Report Finds 50M Medical Records Were Exposed In 2021

The 2022 Breach Barometer Report from Protenus indicates that 2021 was a particularly disastrous year for data breaches in the healthcare business, with more than 50 million medical records disclosed or compromised. The data for the study was provided by Databreaches.net. The report contains incidents that have not been declared by the compromised organization, data breaches involving healthcare data at non-HIPAA-regulated entities, data breaches involving healthcare data reported to regulators, and data breaches that have been publicized in the media. 

Since 2016, Protenus has been publishing yearly Breach Barometer reports, and each year since 2017, more records have been compromised due to breaches of healthcare data. At least 50,406,838 people were reported to have been impacted by healthcare data breaches in 2021, a 24 percent increase over the previous year. The report includes 905 incidents, which is a 19 percent increase from 2020. For the sixth consecutive year, the number of hacking incidents climbed, accounting for 678 breaches, or 75 percent of all breaches for the year. The hacking incidents involve malware, ransomware, phishing, and email attacks. The report revealed that  43,782,811 records were exposed or stolen as a result of the breaches, making up 87 percent of all records that were compromised in 2021. At least 110,6656 records were compromised in 32 theft-related incidents, and at least 30,922 people’s records were exposed when 11 cases of lost or stolen devices took place. 73 incidents were unable to be categorized because there was insufficient data.
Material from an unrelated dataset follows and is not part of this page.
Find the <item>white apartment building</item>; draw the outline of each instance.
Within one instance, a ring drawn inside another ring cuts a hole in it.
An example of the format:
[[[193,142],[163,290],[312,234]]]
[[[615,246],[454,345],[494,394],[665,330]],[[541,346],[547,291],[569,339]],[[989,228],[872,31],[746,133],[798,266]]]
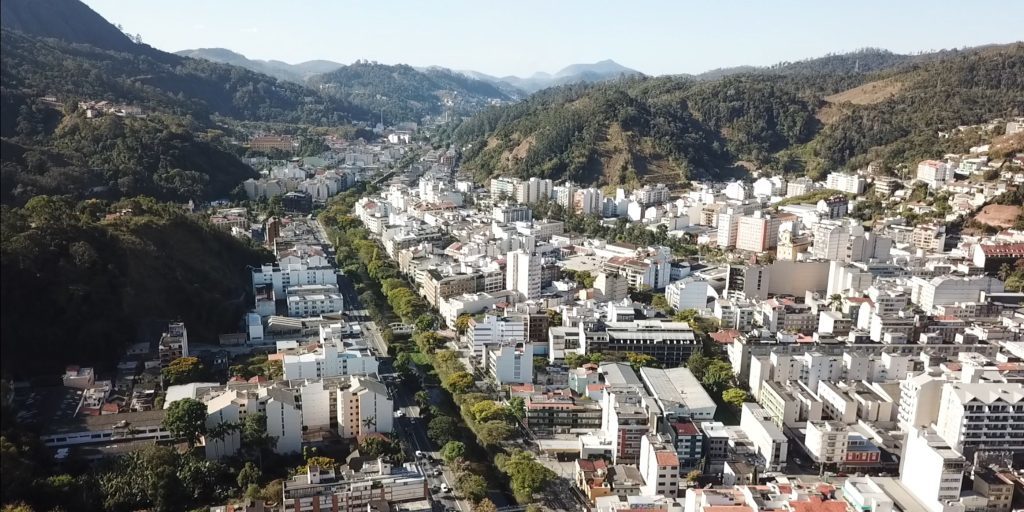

The report also revealed that Healthcare providers are still the HIPAA-covered entity type that are most severely impacted by cyberattacks, while business associate data breaches have surged to almost twice the level of 2019. 75 percent of the incidents involved hacking, twelve percent involved insider negligence, and one percent involved insider misconduct. 20.986,509 records were compromised as a result of such incidents. According to Protenus, business associate data breaches typically result in a larger number of records being compromised than other breaches.

“The need for proactive patient privacy monitoring has never been greater. The threats we’re seeing today are much more intrusive than in years past and can come from multiple sources — a random employee snooping or a sophisticated cybersecurity hacker that gains access through an employee channel,” said Nick Culbertson, CEO of Protenus. “Once a breach erodes patient trust in your organization, that’s extremely difficult to recover from.”